FIG. 7. Steady-state ATPase activity of wild-type and mutant K401 motors

A, the rate of [α-³²P]ATP hydrolysis was determined for MT·K401 complexes (0.5 µm K401) in the presence of saturating MgATP (2 mm) as a function of taxol-stabilized microtubule concentration (0.25–20 µm tubulin). The data were fit to the quadratic equation as described under “Experimental Procedures.” B, the rate of hydrolysis was determined in the presence of saturating microtubules (20 µm tubulin) as a function of MgATP concentration (0.01–2 mm). Each line is the fit of the data to a hyperbola with the kinetic parameters for wild-type and mutant kinesins reported in Table III. ●, K401-WT; ○, K401-17; ▲, K401-4; △, K401-37; □, K401-23.

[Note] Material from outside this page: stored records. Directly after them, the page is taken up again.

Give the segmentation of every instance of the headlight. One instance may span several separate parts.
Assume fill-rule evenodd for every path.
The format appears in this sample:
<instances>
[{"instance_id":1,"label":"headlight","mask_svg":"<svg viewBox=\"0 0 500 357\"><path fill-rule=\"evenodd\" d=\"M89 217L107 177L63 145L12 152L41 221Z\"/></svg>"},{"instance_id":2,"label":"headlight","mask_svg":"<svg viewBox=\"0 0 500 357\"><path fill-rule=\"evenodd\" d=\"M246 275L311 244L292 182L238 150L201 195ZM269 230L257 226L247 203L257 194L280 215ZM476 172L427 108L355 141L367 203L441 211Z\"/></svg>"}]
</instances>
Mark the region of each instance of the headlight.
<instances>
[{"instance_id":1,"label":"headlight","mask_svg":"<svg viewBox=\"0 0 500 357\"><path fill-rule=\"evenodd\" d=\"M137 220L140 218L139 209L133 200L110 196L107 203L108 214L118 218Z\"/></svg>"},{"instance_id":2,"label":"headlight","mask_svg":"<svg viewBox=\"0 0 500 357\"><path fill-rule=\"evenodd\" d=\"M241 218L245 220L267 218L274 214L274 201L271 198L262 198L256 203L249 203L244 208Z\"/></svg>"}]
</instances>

FIG. 8. Two ionic interactions that may influence dimeric kinesin structure and function

Shown is part of the crystal structure model of dimeric rat brain KHC (24). One subunit is on the left (A) and one is on the right (B). They are joined by their α7 helices, which project vertically. A potential ionic contact described by Kozielski et al. (24) is shown between the Lys¹⁶⁰ side chain (orange) in L8b of subunit A and the Glu²¹⁹ side chain (yellow) in L10 of subunit B. The side chains of Glu¹⁶⁴ (green) and Arg²⁹² (magenta) are highlighted to point out their proximity and their probable ionic interaction which we propose as an important link between L8 and α5. Thr²⁹¹ (green), the amino acid mutated in Khc⁴, is also shown to illustrate that changes in the Glu¹⁶⁴-Arg²⁹² link could shift the positions of a side chain known to influence both nucleotide binding and microtubule binding.